I opened this morning's Oregonian to find an article entitled "Bonneville's new 'fish friendly' turbine not quite so friendly". The article claims that the new minimum-gap runner turbine at Bonneville "has been found to improve fish survival by just 2 percent to 3 percent". This followed on the heels of unfavorable television coverage, such as Portland Channel 8's report last night that only "slightly more salmon may survive" (emphasis added) if sent past the new turbines. This was the spin on a press conference held by the Corps at Bonneville Dam yesterday. Many of us who follow closely the Corps' actions concerning the Federal Columbia River Power System wonder whether events such as these should be seen as a comedy of errors, or the more sinister string-pulling from Washington that has marred so many of the Corps' recent decisions.
When I contacted the Corps to find out the details, I was told that the Corps released some 7200 fish, 2200 as controls, with 2500 through the new turbine and 2500 through an old turbine for comparison. I was told that total survival for the 24 different test groups released into the turbines was as low as 90.8% in the conventional turbines and as low as 93.8% in the new turbines. This, as I understand it, is the source of the media's 2-3% improvement.
But the Corps has yet to produce final estimates of survival in the old and new turbines. There were multiple test groups, including some groups released under turbine operations that did not comply with NMFS' efficiency criteria, so that it would be appropriate to use only a subset of the total data. Assumptions also need to be made about the distribution of arrival locations at the turbine.
If the results of such work comport with results from balloon tag tests in the Snake, total direct mortality through the old turbines will be roughly 5%. If mortality through the new turbines were two-and-a-half percentage points lower, total mortality through the new turbines would be only 2.5%. That, of course, is a 100% drop in mortality, which sounds very different from the 2-3% gain in survival reported in the media. This interpretation of the data is corroborated by a nugget of information buried in the Corps' press release revealing that the injury rate in the new turbine was "one-half the injury rate of the traditional turbines", consistent with a 100% drop in mortality.
If the media representatives were not hopelessly biased and/or incompetent, they could have raised these sorts of questions at the press conference, and perhaps reported things more accurately. But the incompetence and bias of the media is well-known to the Corps' public-relations professionals. Thus the $64 question: why did the Corps hold this press conference even before it had the results of the analysis in hand, under circumstances in which the media could only be expected to produce a grossly misleading characterization of the test results?

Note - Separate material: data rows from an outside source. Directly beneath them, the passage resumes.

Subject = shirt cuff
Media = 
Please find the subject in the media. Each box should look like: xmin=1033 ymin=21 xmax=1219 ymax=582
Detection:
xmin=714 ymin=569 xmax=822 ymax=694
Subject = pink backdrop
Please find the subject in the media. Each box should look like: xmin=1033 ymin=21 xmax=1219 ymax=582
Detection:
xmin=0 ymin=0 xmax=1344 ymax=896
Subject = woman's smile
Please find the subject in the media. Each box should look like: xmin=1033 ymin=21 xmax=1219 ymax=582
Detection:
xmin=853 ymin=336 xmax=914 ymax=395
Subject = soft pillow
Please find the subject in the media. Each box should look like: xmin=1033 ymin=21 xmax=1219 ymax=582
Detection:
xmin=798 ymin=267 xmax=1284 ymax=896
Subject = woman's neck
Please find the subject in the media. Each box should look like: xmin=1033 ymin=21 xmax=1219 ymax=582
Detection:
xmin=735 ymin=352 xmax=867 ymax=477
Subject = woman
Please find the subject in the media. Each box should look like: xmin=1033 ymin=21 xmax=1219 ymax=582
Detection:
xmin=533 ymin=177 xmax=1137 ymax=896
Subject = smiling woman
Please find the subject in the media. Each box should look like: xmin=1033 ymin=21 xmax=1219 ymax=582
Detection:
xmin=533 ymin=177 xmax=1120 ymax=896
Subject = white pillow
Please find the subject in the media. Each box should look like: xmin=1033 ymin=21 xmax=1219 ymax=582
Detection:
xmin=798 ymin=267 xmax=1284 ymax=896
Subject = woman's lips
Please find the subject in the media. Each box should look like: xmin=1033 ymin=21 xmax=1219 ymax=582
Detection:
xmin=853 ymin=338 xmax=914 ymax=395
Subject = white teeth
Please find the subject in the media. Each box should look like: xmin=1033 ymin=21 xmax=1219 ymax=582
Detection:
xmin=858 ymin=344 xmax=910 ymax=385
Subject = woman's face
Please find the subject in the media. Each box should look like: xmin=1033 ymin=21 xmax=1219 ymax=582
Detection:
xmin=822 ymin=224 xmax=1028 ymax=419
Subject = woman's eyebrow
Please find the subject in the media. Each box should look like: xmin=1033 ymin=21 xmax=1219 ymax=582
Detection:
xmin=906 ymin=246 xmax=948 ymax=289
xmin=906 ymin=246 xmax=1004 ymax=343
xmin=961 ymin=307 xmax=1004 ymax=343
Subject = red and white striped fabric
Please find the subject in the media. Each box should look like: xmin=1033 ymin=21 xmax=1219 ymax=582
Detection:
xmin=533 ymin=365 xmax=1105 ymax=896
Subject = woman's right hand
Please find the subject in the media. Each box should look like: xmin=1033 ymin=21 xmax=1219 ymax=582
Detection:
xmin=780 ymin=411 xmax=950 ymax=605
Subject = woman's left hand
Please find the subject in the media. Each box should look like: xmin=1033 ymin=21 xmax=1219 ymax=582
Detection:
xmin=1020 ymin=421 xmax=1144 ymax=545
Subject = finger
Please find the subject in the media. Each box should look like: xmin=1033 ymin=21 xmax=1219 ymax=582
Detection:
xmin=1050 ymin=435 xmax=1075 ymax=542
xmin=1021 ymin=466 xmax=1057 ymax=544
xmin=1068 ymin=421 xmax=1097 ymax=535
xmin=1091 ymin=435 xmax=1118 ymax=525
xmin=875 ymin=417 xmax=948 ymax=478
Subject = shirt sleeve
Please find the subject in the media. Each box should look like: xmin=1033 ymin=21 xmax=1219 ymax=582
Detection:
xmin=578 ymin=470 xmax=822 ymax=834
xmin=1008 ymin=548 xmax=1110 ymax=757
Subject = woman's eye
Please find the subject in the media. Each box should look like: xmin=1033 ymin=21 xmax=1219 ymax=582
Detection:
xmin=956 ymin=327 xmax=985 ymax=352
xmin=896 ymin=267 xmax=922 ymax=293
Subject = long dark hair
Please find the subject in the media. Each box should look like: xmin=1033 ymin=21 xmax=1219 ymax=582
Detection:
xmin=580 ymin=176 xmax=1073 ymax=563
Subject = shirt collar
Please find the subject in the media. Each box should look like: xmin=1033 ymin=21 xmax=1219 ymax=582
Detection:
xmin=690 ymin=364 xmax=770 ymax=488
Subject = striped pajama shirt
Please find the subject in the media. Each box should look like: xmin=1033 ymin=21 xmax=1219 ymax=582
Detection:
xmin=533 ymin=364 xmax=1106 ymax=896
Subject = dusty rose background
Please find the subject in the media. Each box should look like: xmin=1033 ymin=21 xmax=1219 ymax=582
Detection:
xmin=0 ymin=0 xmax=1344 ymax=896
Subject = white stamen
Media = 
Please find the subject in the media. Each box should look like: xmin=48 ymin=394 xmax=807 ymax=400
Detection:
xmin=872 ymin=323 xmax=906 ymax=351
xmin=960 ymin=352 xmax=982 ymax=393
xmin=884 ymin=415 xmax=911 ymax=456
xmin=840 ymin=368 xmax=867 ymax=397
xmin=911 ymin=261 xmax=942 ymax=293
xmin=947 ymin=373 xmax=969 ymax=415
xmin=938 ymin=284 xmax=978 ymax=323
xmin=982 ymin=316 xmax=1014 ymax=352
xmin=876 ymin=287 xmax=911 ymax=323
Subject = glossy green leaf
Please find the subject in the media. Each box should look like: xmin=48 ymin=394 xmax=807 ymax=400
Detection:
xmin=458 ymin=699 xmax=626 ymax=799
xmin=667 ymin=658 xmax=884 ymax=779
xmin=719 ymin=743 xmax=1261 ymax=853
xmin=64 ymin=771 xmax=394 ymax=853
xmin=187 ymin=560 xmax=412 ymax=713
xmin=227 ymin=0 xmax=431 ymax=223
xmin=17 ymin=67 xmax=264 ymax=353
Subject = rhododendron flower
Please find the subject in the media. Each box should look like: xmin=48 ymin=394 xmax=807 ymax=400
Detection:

Effective public relations work would present a cumulative analysis of cutting turbine mortality in half at the eight mainstem projects. Conservative assumptions of 80% Fish Passage Efficiency and existing turbine mortality of 7.5% would produce an overall reduction in direct turbine mortality from 11.4% over eight dams to 5.8%. More realistic assumptions, plus accounting for fish that avoid turbines through transportation, would produce much, much smaller estimates of total direct turbine mortality through eight projects. Is it now politically-incorrect to reveal such tiny impacts from dams? If the Corps won't provide information in a form such that reporters can write articles like "New turbines cut death rate in half", who will?
Off-Topic:
New Judicial Appointees for the Ninth Circuit Signal Continued Decline in the Rule of Law
The few citizens who follow the intricacies of Chinagate may recall the name of John Huang, who was involved in supplying the Democrats with at least $1 million in illegal campaign contributions in the 1996 election. He was allowed to plead guilty to charges involving $7500 in the 1994 election with no jail time, a result William Safire's February 10, 2000 column aptly summarized: "John Huang, having been given a walk and thus under no coercion to talk, will remember nothing about Clinton-Gore involvement." This leniency reportedly violated federal sentencing guidelines, which would have required the imprisonment of Mr. Huang.
Now President Clinton has nominated the judge who approved the plea bargain, Richard A. Paez, for a lifetime appointment to the United States Court of Appeals for the Ninth Circuit. Senator Bob Smith of New Hampshire is filibustering against the appointment, but according to an AP wire report, the Republican leadership, "squelching dissent in [the] ranks", is going to schedule a vote that is expected to lead to Senate approval of the nomination later this week. Six Republican Senators, including Orrin Hatch, are expected to vote in favor of the nomination (along with all the Democrats), giving a 51-49 vote for the nominations.